Her conclusion about the day's panel: "I have to start reading more, unfortunately, if this is going to keep happening."

Carlos Bernard, who plays complex CTU agent Tony Almeida, allowed that to see the show so embraced by the Bush administration and its supporters is "a little strange." At Major League Baseball's All-Star game he met former President George H.W. Bush, also a fan of the show.

"He's a fanatic," Bernard said. "It was kind of strange, because he used to be the head of the CIA and everything, so I took it as a compliment."

Bernard does see some elements of the zeitgeist in his show's Neilsens. "In my opinion, the reason why people love the show so much is because I think it actually embodies our spirit as a country. I think it embodies the fact that the Jack Bauer character and the other characters that work to fight terrorism just are not going to quit, they're not going to give up, and I think that embodies the spirit of the United States of America."

Rush Limbaugh pointed out that while Almeida seemed to have been killed last season, the audience was never shown his dead body. Bernard refused to answer the question as to whether the Phoenix-like Almeida would rise from the ashes once again, though he noted that he had talked the shows creators out of killing him once "and they've talked themselves out of it probably three other times."

Gregory Itzin -- the most thespianic of the panelists, who plays the conniving President Charles Logan -- notes that "it's also true -- at least it's been reported as true -- that President Clinton is a big fan, Barbra Streisand is a big fan, a lot of liberals like it too."

As for the show's conservative fan base, Itzin says "it has to do with the cowboy mentality of Jack Bauer. I think we need a hero. It's been written constantly in the last couple of years there are no heroes anymore. This is a hero for our times. And he's an American hero. He's an individual, he's a loner, he's on his own mission, he disregards order, but all for the greater good of this country. I think that is a huge lure."

But Itzin also acknowledged that perhaps some of the show's popularity is because of its relevance -- that it taps into difficult, but important political and ethical issues of the day.

"There are issues that are in the show, that I keep coming in my head to the torture issue," Itzin said. "This is very much of a cornerstone debate about this show."

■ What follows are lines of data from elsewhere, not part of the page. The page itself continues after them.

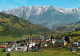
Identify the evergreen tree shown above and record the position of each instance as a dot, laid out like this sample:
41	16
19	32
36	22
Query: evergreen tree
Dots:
8	54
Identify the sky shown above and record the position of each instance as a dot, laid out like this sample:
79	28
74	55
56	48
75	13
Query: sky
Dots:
9	4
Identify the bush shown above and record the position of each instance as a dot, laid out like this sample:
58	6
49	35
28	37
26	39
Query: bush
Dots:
8	54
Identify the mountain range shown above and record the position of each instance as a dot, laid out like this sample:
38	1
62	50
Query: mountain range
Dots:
47	16
70	27
14	26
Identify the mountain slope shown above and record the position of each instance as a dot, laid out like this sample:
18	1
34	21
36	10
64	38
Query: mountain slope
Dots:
70	27
13	26
47	16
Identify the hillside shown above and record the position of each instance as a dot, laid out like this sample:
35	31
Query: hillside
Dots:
47	16
13	26
70	27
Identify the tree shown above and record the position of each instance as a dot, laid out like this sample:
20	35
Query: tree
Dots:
52	38
67	39
8	54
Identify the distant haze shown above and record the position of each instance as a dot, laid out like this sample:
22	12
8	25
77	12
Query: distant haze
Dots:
47	16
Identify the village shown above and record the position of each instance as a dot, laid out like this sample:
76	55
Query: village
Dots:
34	44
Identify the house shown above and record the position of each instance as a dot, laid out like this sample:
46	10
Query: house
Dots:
75	44
21	48
31	44
60	43
73	50
16	44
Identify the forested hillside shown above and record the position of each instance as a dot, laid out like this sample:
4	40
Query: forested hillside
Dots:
13	26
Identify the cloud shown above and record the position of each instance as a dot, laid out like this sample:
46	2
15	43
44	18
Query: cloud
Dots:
21	1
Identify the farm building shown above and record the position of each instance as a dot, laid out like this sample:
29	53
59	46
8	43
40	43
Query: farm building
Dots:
60	43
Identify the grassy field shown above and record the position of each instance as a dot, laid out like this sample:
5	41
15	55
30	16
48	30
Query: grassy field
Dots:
13	39
48	52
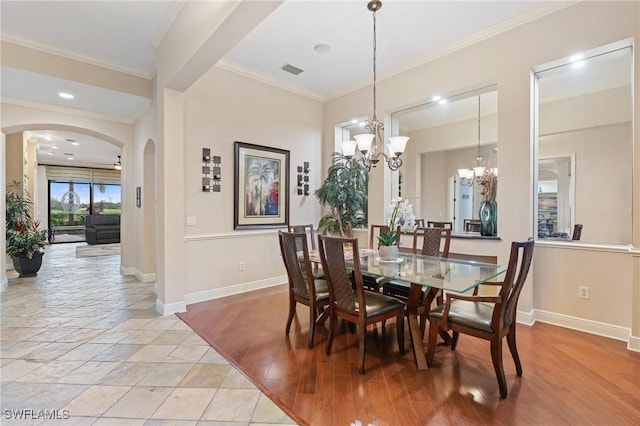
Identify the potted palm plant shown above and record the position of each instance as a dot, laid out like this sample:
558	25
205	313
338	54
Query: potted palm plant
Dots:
344	191
25	239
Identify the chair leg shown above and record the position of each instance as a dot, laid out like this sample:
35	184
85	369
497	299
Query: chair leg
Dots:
511	340
362	346
332	325
400	331
312	325
292	312
496	357
433	338
454	340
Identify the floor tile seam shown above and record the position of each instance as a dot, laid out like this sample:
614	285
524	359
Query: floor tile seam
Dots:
201	414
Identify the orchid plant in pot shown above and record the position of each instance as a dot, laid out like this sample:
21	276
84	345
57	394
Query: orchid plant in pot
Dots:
389	239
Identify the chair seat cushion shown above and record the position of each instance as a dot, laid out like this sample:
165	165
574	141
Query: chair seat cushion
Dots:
469	314
398	289
378	304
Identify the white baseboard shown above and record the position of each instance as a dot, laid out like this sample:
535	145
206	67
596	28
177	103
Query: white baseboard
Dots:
588	326
634	344
126	271
217	293
526	318
171	308
145	278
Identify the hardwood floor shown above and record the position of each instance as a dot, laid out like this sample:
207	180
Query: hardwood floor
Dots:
569	378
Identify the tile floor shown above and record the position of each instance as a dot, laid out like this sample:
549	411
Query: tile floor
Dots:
81	344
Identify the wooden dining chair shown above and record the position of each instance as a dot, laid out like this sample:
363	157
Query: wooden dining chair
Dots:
303	287
487	317
350	301
435	242
577	232
309	231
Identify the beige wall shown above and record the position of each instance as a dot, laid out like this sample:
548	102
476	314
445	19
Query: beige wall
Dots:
221	108
603	176
15	154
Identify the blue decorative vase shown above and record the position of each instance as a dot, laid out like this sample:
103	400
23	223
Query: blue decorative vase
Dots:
488	218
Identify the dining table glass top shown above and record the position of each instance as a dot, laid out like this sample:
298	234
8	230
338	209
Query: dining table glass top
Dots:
446	274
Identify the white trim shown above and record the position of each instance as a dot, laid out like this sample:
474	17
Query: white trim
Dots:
526	318
217	293
580	324
78	112
577	245
246	234
170	309
634	344
42	47
145	278
127	271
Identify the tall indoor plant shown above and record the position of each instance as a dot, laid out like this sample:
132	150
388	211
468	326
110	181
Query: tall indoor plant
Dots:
25	239
344	191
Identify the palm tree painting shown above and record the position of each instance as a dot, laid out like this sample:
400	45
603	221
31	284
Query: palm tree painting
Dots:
262	186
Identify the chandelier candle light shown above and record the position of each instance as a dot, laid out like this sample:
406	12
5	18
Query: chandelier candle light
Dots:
369	144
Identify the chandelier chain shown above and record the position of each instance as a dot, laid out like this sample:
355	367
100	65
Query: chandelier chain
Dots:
374	66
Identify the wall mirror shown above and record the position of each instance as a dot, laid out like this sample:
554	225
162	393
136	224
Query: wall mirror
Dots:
448	135
585	147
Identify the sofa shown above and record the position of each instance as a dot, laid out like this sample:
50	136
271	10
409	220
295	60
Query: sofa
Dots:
102	228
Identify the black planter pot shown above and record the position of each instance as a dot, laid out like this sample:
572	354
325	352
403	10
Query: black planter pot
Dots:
28	267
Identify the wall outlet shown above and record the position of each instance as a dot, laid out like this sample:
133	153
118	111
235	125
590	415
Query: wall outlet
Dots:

Itzin said he "can take it from my character's point of view. He doesn't want it (torture) to happen, but if you need that information to find out where the nuke is hidden, you get it. And morality be damned. Because it's a bigger question and so I can see why people's spirits can become compromised and you have to validate the choices that you make. Because a lot of the hand-wringing is based on an emotional response. Not an intellectual response. And I think that's sort of where we are right now."